In an insulated casserole, the chickpeas should soak in an hour. In any other container, it may take about 2-3 hours. You'll know that the chickpeas are soaked well, when you try to pinch one between your nails and it goes right through without too much trouble. That's it!Should I put soaking chickpeas in the fridge? ›
But, what if you soaked them and aren't ready to use them in your cooking just yet? That's easy. To store soaked chickpeas, simply drain the water, let the chickpeas dry, and store in an airtight container for up to 4 days in the fridge.Do you cover chickpeas when soaking? ›
You can soak them overnight, if you have the time. Place them in a large bowl and cover with cold water. The chickpeas will expand to over double their size, so make sure you cover by several inches of water to allow for expansion. Cover the bowl with a clean towel and let them soak overnight.What does baking soda do when soaking chickpeas? ›
Bicarbonate of soda (baking soda) can be added to the soaking water (after boiling, if using the quick method) as it helps to soften the skins of the pulses, making it easier for the dried pulses to absorb some of the soaking water and helping them to rehydrate and soften.Is 4 hours enough to soak chickpeas? ›
Place the chickpeas in a large bowl and cover them with water by a good few inches then leave them overnight (8 to 24 hours). Quick soaking method. This takes only 1 hour before cooking. Put the chickpeas in a large pot and cover them with plenty of water, bring to a boil and cook for 2 minutes.Why are my chickpeas mushy? ›
A few factors determine whether they'll turn mushy when roasted: the type of chickpeas (dried and soaked overnight or dried), how well they are dried before roasting and how much oil is used (you need only a little). You can soak your own chickpeas or use the ones in a can.Should chickpeas be soft or crunchy? ›
Keep in mind that depending on how you plan to use the beans you may want them to be firmer or softer. If you are cooking chickpeas for hummus, you'll want the beans to be soft. On the other hand, if you plan to add the beans to a salad or stew, you may want them on the firmer side.Why are my chickpeas still crunchy after soaking? ›
If you've been cooking for hours on end and the chickpeas are still hard, it could simply be that they're very old. If you're really struggling, you could try adding ¼ teaspoon of baking soda to the cooking water. This helps to break the chickpeas down, but might affect the final taste.Can you overcook chickpea? ›
Can you overcook chickpeas? Absolutely. The more you cook them, the softer they will get. While soft chickpeas are great for certain recipes, for others it will not give you the end result you are looking for.Are chickpeas the same as garbanzo beans? ›
The name chickpea comes from the Latin word cicer, referring to the plant family of legumes, Fabaceae. It is also known by its popular Spanish-derived name, the garbanzo bean.
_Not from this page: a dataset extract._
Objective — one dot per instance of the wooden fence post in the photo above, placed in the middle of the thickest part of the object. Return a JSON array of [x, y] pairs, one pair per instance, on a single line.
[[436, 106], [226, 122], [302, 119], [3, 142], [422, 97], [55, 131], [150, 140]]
As a legume, chickpeas are coated in an organic, soapy substance known as saponins that get released as they cook. When mixed with the bean's proteins and carbs, this substance thickens even more, creating a layer of foam that will quickly overflow if the right precautions aren't taken (via Veg FAQs).What is the white stuff on top of soaked chickpeas? ›
What Is It? Aquafaba is the thick liquid that results from soaking or cooking legumes, such as chickpeas, in water for an extended period of time. It's the translucent viscous goop you probably rinse down the drain when you open a can of chickpeas.Is it OK to eat crunchy chickpeas? ›
And there's only one rule for eating chickpeas: Make sure they're fully cooked beforehand! Aside from being too hard to eat when they're dry, uncooked chickpeas contain toxins like lectins which can cause food poisoning. Plus, cooking cooked chickpeas again will only make them better.